Larry didn’t realize how badly he was hurt right away. When he was brought to the hospital, he could still move his arms but not his hands or his legs. He was transferred to the Harry-Anna Children’s Hospital in Umatilla, where he spent an entire year in rehab. Larry was paralyzed and he used a wheelchair for the rest of his life. Duane was one of the few friends who made the effort to visit Larry, and when he and Gregg went to Nashville for the summer, Duane sent Larry letters.

July 1961

Dear Larry,

Hi! How are you doing? Fine I hope. Me and Gregg are in Nashville now spending our vacation. It’s pretty dull but I know its not as dull as it is for you. Are they giving you them daily workouts still? Hope so. Sure will be good to see you again. We’ll be going back to Daytona about August 17th, and we will probably stop in there to see you. Here’s the latest:

1. Ernie got a motor. It’s a 165.

2. Bob, Gregg and I have started a band, we played a Y-Teens for money.

3. I got a guitar a red Gibson electric.

4. I had a job for a while. Three whole days.

5. Things are really dead around Daytona, or so I hear.

6. Teddy Petruccianna got in a big fight with some kid from the Mainland, and the guy cut him straight down his arm.

7. There are really some good looking girls in Nashville. We had a party the other night, and there wasn’t a homely one there.

Everyone asks me about how you’re getting along, so get a letter off and tell me so I can tell them. Milcie hasn’t changed a bit. Peggy is looking better all the time.

No kidding! She changed her hair and everything. At that party we had some guy brought “juice” and really got loaded and started messing with another guys girl, and he busted a coke bottle over his head! No foolin! Well, I gotta run. You take it easy and do what they tell you and you’ll be outa that hole real soon.

See ya in August,

Duane                

He drove his motorcycle an hour to Umatilla to see Larry. He used to take Larry on motorcycle rides to the Neptune Drive-In, speeding over the bumps used to prop up the front end of cars facing the screen. He’d whip around in a wide circle, then gun it over the bump and just fly, Larry whooping and holding on to Duane’s waist. It was hard to accept that those days were gone. Larry’s accident traumatized Duane. Life was blowing by and anything could happen at any time; that was clear.
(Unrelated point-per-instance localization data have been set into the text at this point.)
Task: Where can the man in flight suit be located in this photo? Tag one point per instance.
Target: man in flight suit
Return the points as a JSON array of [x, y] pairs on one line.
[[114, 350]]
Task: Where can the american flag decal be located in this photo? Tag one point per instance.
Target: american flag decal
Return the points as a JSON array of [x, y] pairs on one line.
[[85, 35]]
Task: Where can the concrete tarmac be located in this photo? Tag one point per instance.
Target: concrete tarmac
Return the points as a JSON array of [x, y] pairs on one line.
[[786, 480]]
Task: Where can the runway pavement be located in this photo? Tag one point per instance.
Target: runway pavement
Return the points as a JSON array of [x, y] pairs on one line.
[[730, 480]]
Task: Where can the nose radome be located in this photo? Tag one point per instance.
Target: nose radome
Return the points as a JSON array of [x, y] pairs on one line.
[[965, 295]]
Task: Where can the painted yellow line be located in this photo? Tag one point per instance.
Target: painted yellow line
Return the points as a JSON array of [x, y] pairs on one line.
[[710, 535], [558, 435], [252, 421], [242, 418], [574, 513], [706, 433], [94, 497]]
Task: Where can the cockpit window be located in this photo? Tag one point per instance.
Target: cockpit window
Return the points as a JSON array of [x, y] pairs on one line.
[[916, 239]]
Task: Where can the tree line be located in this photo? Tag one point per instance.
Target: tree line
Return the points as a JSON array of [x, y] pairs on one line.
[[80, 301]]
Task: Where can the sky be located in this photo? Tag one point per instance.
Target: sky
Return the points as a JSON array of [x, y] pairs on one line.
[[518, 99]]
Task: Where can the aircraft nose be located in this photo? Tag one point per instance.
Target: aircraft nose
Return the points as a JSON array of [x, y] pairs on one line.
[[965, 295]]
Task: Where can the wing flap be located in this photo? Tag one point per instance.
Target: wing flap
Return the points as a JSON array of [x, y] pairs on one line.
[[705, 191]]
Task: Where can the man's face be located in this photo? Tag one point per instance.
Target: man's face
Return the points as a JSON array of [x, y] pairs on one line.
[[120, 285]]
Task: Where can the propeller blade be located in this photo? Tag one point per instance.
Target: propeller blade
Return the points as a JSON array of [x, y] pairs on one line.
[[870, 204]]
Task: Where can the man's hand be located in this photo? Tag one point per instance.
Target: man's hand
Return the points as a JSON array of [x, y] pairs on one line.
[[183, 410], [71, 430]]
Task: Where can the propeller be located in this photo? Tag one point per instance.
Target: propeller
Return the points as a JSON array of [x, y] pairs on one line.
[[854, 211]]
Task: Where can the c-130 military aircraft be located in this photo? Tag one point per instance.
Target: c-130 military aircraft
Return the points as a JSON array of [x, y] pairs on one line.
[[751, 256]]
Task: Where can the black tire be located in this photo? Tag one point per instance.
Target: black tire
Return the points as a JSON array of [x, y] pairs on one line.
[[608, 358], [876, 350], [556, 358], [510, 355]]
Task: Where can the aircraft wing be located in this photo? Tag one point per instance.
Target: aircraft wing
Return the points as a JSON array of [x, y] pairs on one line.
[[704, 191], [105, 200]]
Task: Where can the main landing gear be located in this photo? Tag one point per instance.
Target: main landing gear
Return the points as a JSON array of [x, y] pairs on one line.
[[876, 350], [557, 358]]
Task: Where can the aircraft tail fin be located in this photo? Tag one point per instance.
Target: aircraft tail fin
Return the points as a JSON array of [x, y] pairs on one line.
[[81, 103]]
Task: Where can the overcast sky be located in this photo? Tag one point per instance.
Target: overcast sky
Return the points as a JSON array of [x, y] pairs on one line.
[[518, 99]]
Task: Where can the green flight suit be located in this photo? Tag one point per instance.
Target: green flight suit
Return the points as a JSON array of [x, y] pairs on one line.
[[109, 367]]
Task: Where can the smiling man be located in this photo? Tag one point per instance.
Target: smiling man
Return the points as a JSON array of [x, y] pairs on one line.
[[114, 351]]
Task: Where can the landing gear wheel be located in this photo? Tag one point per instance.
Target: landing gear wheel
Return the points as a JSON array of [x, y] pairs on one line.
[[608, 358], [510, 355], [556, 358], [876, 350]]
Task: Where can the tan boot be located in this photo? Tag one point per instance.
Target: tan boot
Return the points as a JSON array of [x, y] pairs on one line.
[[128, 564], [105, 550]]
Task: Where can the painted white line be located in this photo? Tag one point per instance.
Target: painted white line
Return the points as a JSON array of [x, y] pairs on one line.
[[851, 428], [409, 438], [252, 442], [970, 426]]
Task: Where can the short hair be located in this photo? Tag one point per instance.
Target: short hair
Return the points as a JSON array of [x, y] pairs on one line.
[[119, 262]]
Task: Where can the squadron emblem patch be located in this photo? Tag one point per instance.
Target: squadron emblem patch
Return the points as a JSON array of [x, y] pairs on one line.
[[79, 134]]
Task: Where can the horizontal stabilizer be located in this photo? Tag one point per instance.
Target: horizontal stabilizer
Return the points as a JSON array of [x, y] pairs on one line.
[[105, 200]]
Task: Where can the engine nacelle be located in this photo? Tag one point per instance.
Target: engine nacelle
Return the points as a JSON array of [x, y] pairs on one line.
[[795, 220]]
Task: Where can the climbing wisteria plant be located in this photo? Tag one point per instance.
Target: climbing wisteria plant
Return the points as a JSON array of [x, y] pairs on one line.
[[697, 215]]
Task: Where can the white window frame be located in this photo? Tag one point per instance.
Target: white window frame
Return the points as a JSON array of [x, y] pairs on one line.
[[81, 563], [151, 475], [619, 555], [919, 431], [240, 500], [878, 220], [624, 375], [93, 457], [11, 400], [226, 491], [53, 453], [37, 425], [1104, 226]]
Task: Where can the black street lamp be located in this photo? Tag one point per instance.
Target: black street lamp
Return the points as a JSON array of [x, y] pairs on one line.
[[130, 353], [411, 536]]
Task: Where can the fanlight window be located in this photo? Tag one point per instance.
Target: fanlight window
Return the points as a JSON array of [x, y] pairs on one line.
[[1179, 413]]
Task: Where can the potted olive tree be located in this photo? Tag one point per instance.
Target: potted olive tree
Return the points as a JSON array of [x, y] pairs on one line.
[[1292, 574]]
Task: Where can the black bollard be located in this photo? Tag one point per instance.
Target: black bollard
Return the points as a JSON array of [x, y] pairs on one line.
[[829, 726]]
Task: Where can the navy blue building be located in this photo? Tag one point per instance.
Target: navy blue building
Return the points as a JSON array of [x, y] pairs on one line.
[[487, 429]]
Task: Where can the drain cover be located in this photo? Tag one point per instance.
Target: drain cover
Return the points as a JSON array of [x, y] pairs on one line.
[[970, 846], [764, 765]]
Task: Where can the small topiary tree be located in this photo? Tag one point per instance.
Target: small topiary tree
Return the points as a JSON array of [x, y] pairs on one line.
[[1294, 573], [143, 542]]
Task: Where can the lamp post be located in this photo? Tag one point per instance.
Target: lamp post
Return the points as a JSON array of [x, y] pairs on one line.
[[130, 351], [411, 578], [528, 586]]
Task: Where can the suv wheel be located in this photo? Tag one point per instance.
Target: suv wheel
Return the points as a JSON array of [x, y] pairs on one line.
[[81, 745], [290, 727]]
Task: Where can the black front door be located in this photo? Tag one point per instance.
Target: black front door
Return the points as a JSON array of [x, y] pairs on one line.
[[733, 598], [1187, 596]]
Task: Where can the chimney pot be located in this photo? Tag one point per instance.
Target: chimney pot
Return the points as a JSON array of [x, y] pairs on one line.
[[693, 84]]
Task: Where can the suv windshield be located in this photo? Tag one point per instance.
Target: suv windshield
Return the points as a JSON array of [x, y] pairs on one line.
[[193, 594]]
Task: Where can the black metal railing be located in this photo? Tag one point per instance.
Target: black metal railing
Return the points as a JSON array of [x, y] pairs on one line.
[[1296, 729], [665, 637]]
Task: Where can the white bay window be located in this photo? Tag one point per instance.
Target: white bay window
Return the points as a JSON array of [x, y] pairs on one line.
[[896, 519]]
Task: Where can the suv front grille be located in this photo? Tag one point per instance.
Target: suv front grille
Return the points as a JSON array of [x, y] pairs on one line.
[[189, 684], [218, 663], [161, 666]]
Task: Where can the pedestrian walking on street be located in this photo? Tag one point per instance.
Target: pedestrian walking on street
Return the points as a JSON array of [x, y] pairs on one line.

When Larry returned home, Duane visited him with his guitar and blew his mind with all the songs he had learned. Larry knew that success was in Duane’s near future, and he told him so. Duane was more than just another kid picking for fun; he was going to make it. It meant a lot to Duane that Larry believed in him.

Soon Larry got a van with special levers he could drive himself, and he’d head over to the Allman house to watch Duane and Gregg rehearse. The brothers were beginning to put their first band together.